Ransomware Group Demanding $50M In Accenture Security Breach: Cyber Firm

The hacker group behind a ransomware attack on global solution provider giant Accenture has made a ransom demand for $50 million, according to a cybersecurity firm that reports seeing the demand.

The threat actor is demanding the $50 million in exchange for more than 6 TB of data, according to a tweet from Cyble, a dark web and cybercrime monitoring firm.

[Related: Accenture LockBit Ransomware Attack: 5 Things To Know]

On Thursday, Accenture said it did not have any updates to its statement—and referred CRN to a statement provided on Wednesday saying that it “contained the matter and isolated the affected servers” and that “there was no impact on Accenture’s operations, or on our clients’ systems.”

In the attack disclosed on Wednesday, the hacker group reportedly used LockBit ransomware to target Accenture, which is No. 1 on CRN’s Solution Provider 500 for 2021. LockBit, according to New Zealand-based cybersecurity company Emsisoft, is a strain of ransomware that prevents users from accessing infected systems until a ransom payment is made.

The incident follows the July attack on Kaseya by ransomware operator REvil, which included a $70 million demand to decrypt victim files. Kaseya later said it obtained a REvil ransomware decryptor, but did not pay the ransom.

If a ransom demand to Accenture has in fact been made, one solution provider executive said he hopes Accenture refuses to pay it.
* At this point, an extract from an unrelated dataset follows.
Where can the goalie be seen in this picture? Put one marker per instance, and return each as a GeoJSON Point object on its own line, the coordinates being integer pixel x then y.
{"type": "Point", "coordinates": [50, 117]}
“At the end of the day, paying the ransom is never a good idea,” said Douglas Grosfield, founder and CEO of Kitchener, Ontario-based Five Nines IT Solutions, in an interview with CRN. “The majority of folks that do end up paying the ransom don’t necessarily get all of their data back. And what you do get back, you can’t trust. There could be a payload there—a ticking time bomb—that will make it easier for the perpetrators to get in again.”
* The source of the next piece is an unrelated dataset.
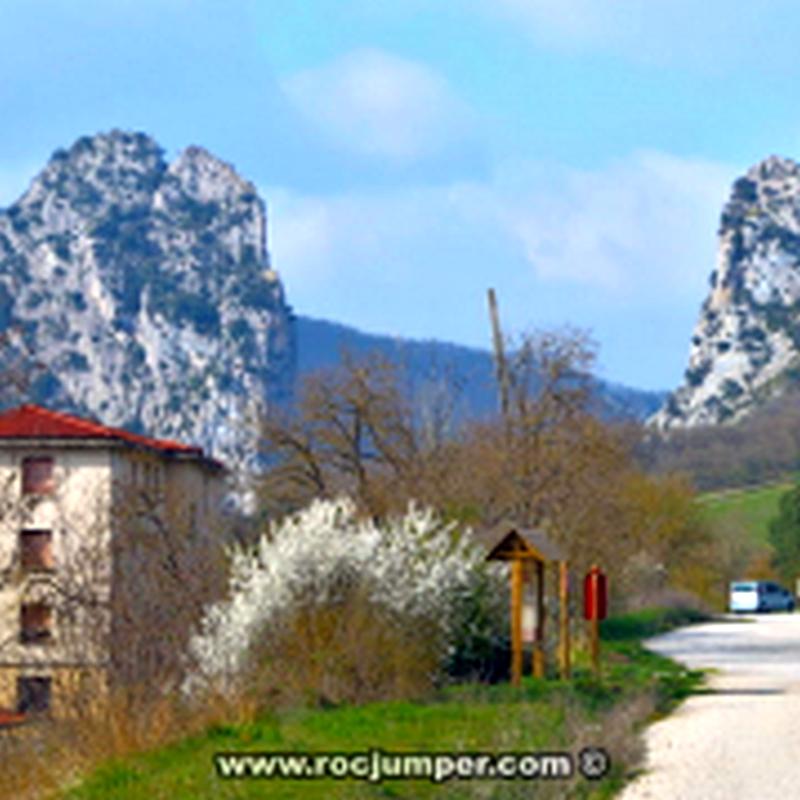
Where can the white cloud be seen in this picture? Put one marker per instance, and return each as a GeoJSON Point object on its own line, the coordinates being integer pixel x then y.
{"type": "Point", "coordinates": [711, 35]}
{"type": "Point", "coordinates": [557, 243]}
{"type": "Point", "coordinates": [642, 224]}
{"type": "Point", "coordinates": [375, 103]}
Ultimately, Grosfield said it’s “no surprise” to see ransomware groups going after IT service providers such as Accenture.

“The only surprise is that it took the bad guys this long to figure out that service providers are a pretty juicy target,” he said.
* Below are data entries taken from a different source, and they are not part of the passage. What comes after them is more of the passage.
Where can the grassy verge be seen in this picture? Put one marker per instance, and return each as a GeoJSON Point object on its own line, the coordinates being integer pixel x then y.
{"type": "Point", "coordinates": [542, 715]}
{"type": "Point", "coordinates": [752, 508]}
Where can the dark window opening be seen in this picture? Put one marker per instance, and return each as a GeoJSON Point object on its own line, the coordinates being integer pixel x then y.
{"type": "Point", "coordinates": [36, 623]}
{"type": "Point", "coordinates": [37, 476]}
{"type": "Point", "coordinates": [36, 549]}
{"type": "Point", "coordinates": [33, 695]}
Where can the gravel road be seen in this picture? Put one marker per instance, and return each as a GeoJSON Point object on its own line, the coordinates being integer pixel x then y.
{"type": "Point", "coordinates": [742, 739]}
The Accenture incident is a reminder of the axiom “physician, heal thyself”—that IT service providers need to ensure that their own systems are secure in order to remain credible in recommending security measures for their own customers, Grosfield said.

“If you’re not well protected, then you’re not well positioned to be able to protect others,” he said.

In its statement Wednesday, Accenture said that “through our security controls and protocols, we identified irregular activity in one of our environments.” After containing the ransomware incident and isolating impacted servers, “we fully restored our affected servers from back up,” Accenture said.

VX Underground, which claims to have the Internet’s largest collection of malware source code, on Wednesday tweeted a timer supposedly from the hacker group showing the amount of time before the attack on Accenture’s data would start. The time on the timer eventually passed.

However, on Wednesday, a CNBC reporter said that the hackers behind the Accenture attack did end up publishing more than 2,000 files to the dark web, including PowerPoint presentations and case studies.

VX-Underground tweeted that the LockBit ransomware group released 2,384 files for a brief time, but those files were inaccessible because of Tor domain outages probably due to the high traffic. The organization said there is more to come as the LockBit attack clock was restarted with a new date of Aug. 12, 2021, 20:43 UTC, or 4:43 p.m. ET Thursday.

Accenture CEO Julie Sweet, talking with investors in June 2021 during the company’s fiscal third quarter call with analysts, said her company has a strong focus on security.

Accenture has seen double-digit growth which was driven by advisory, cyber defense and manage security services, Sweet said. With its recent acquisition of Novetta, which serves U.S. federal organizations, Accenture can scale and diversify across federal business, specifically in the national security sector, which Sweet said is experiencing substantial growth.

More than one third of all organizations globally have experienced a ransomware incident over the past 12 months, according to research firm IDC, which disclosed the findings from a new survey on ransomware attacks Thursday.